Debugging a flaky Go test with Mozilla rr
This is how you debug a test that only fails once every 1000 times.
The Test
package my
import (
"math/rand"
"testing"
"time"
)
func init() {
rand.Seed(time.Now().UnixNano())
}
func TestRandFail(t *testing.T) {
if n := rand.Intn(1000); n == 50 {
t.Fatalf("finally got %d", n)
}
}
- This is obviously a pedagogical example.
Get the newest version of rr
git clone https://github.com/rr-debugger/rr.git
cd rr
git checkout 5.4.0 # change this to the latest release (DO NOT BUILD HEAD)
mkdir build
cd build
cmake ..
make -j8
sudo make install
- Warning:
rr
does not work in VirtualBox. - https://github.com/rr-debugger/rr/wiki/Building-And-Installing
Compile your failing test to a binary
go test -gcflags 'all=-N -l' -c
- The
-gcflags 'all=-N -l'
disables optimizations and inlining.
Install the following rrloop
script.
#!/bin/sh
while :
do
rr $@
if [ $? -ne 0 ]; then
echo "encountered non-zero exit code: $?";
exit;
fi
done
rrloop
is a wrapper aroundrr
which keeps looping until it sees a non-zero exit code.- This works because
rr
exits using the recorded process’ exit code.

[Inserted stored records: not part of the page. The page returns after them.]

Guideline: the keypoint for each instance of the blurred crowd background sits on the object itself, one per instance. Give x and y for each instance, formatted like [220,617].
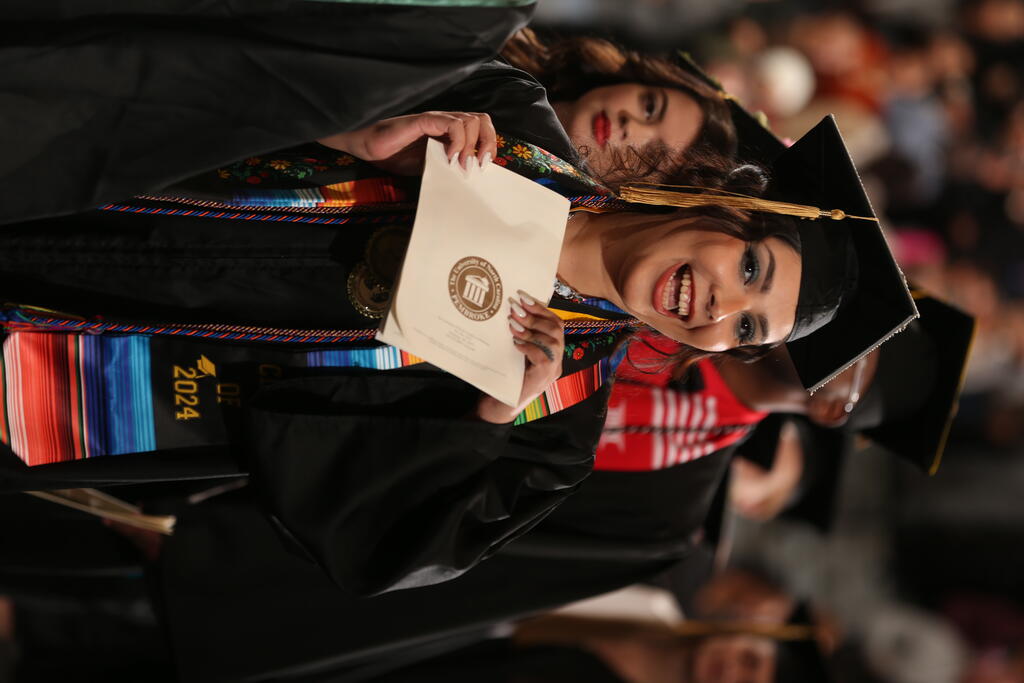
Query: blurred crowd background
[921,578]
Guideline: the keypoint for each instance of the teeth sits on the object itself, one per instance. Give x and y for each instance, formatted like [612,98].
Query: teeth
[686,283]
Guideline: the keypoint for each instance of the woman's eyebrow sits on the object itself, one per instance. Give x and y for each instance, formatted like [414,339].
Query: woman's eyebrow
[763,328]
[769,272]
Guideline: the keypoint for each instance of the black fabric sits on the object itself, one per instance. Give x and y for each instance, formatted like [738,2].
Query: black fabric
[837,322]
[501,662]
[516,102]
[182,269]
[100,100]
[242,606]
[387,495]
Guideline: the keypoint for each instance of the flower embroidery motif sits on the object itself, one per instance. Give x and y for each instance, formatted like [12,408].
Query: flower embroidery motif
[522,152]
[291,167]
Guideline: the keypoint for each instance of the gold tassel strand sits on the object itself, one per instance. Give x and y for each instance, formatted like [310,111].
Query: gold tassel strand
[671,196]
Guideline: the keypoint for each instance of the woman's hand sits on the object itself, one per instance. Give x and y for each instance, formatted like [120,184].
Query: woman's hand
[538,334]
[396,144]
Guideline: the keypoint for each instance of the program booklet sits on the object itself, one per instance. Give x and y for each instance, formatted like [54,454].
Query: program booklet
[479,237]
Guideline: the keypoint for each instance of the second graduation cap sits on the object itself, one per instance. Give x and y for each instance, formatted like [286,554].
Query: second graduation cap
[852,294]
[910,403]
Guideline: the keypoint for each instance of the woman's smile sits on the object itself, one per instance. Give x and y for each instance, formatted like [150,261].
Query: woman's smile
[602,128]
[674,293]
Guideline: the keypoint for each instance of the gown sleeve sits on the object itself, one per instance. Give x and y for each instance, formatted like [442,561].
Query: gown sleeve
[387,483]
[99,104]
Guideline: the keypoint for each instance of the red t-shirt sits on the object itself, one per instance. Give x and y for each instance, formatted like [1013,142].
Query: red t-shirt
[654,422]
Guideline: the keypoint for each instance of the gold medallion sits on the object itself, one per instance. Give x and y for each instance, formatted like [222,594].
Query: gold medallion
[367,294]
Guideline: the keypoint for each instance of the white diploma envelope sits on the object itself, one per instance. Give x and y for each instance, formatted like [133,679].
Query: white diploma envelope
[479,237]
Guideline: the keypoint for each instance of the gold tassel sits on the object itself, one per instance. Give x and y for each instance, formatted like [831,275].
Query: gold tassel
[108,507]
[641,193]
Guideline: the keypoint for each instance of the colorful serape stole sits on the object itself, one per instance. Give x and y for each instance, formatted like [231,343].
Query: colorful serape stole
[70,396]
[353,193]
[320,182]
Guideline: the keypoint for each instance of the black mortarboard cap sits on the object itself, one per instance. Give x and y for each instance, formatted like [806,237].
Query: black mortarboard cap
[817,171]
[852,294]
[910,403]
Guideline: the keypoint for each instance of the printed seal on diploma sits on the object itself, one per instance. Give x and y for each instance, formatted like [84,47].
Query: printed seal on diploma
[478,235]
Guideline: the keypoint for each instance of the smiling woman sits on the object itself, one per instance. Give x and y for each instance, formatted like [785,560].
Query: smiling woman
[632,116]
[710,282]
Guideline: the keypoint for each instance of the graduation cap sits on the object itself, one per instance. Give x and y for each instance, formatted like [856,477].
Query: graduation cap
[801,660]
[907,409]
[852,294]
[910,404]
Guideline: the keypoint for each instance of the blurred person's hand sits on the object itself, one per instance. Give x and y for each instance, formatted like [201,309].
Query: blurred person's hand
[397,144]
[759,494]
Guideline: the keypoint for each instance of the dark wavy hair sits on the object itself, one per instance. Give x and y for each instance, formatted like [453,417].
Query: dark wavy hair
[570,67]
[745,225]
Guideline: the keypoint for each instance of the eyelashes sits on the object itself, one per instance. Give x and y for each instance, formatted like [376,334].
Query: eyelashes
[744,329]
[750,270]
[750,266]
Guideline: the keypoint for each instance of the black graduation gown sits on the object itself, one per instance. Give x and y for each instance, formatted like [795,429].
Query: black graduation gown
[376,521]
[99,101]
[240,606]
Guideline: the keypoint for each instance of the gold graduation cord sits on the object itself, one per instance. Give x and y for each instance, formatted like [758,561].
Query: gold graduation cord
[658,195]
[108,507]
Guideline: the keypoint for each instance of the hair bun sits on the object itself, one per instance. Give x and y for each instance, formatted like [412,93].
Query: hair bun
[747,179]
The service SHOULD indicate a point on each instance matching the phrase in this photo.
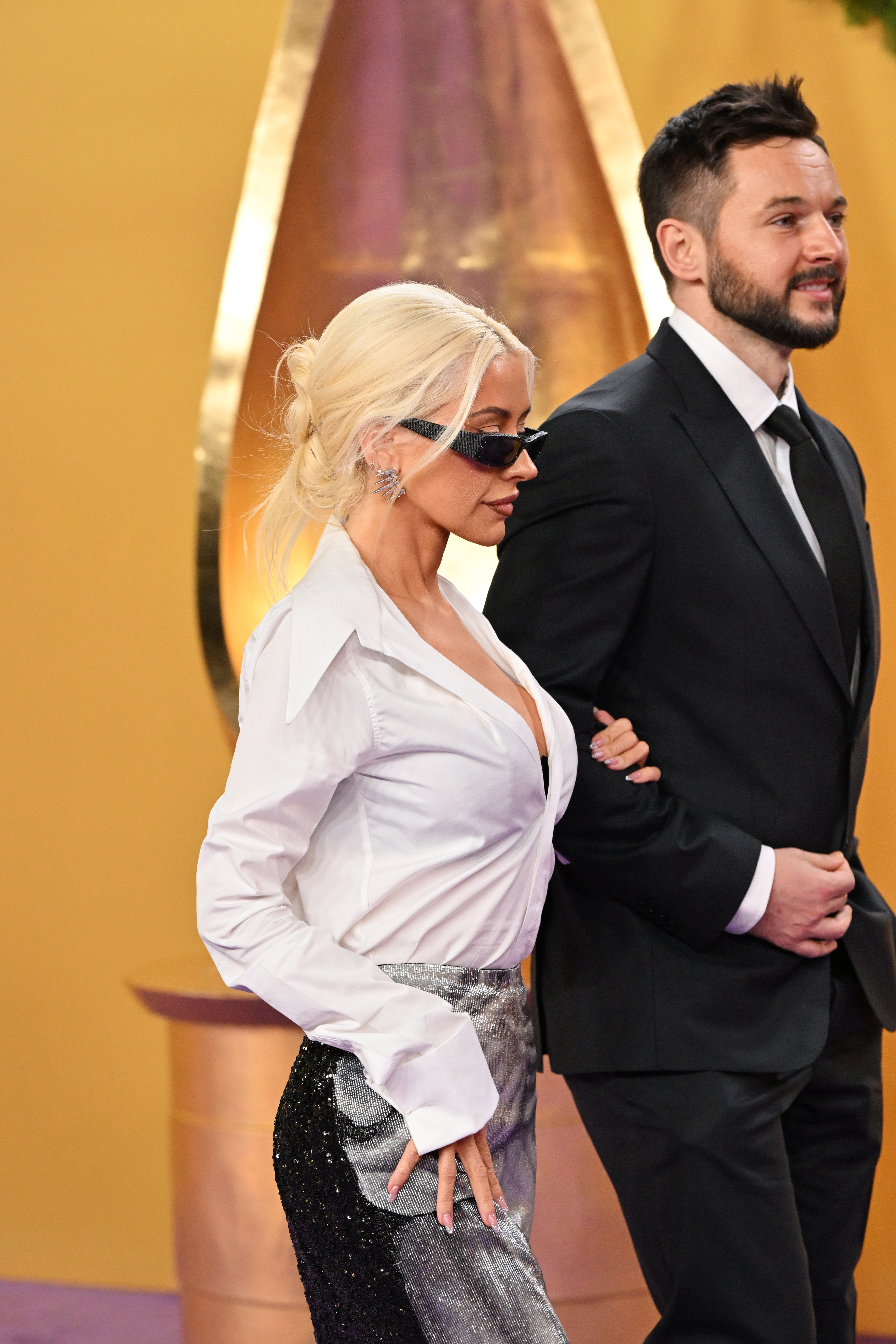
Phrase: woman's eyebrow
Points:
(496, 410)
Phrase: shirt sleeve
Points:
(754, 905)
(422, 1058)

Record the test execution in a loop until it fails
echo -1 | sudo tee -a /proc/sys/kernel/perf_event_paranoid
echo 0 | sudo tee -a /proc/sys/kernel/kptr_restrict
rrloop record ./my.test
- If you have multiple tests, you can pass
-test.run=TestRandFail
to only run a specific one. - The
--chaos
flag often increases the chances of the failure.
Example Output:
...
rr: Saving execution to trace directory `/home/icholy/.local/share/rr/my.test-118'.
PASS
rr: Saving execution to trace directory `/home/icholy/.local/share/rr/my.test-119'.
PASS
rr: Saving execution to trace directory `/home/icholy/.local/share/rr/my.test-120'.
PASS
rr: Saving execution to trace directory `/home/icholy/.local/share/rr/my.test-121'.
PASS
rr: Saving execution to trace directory `/home/icholy/.local/share/rr/my.test-122'.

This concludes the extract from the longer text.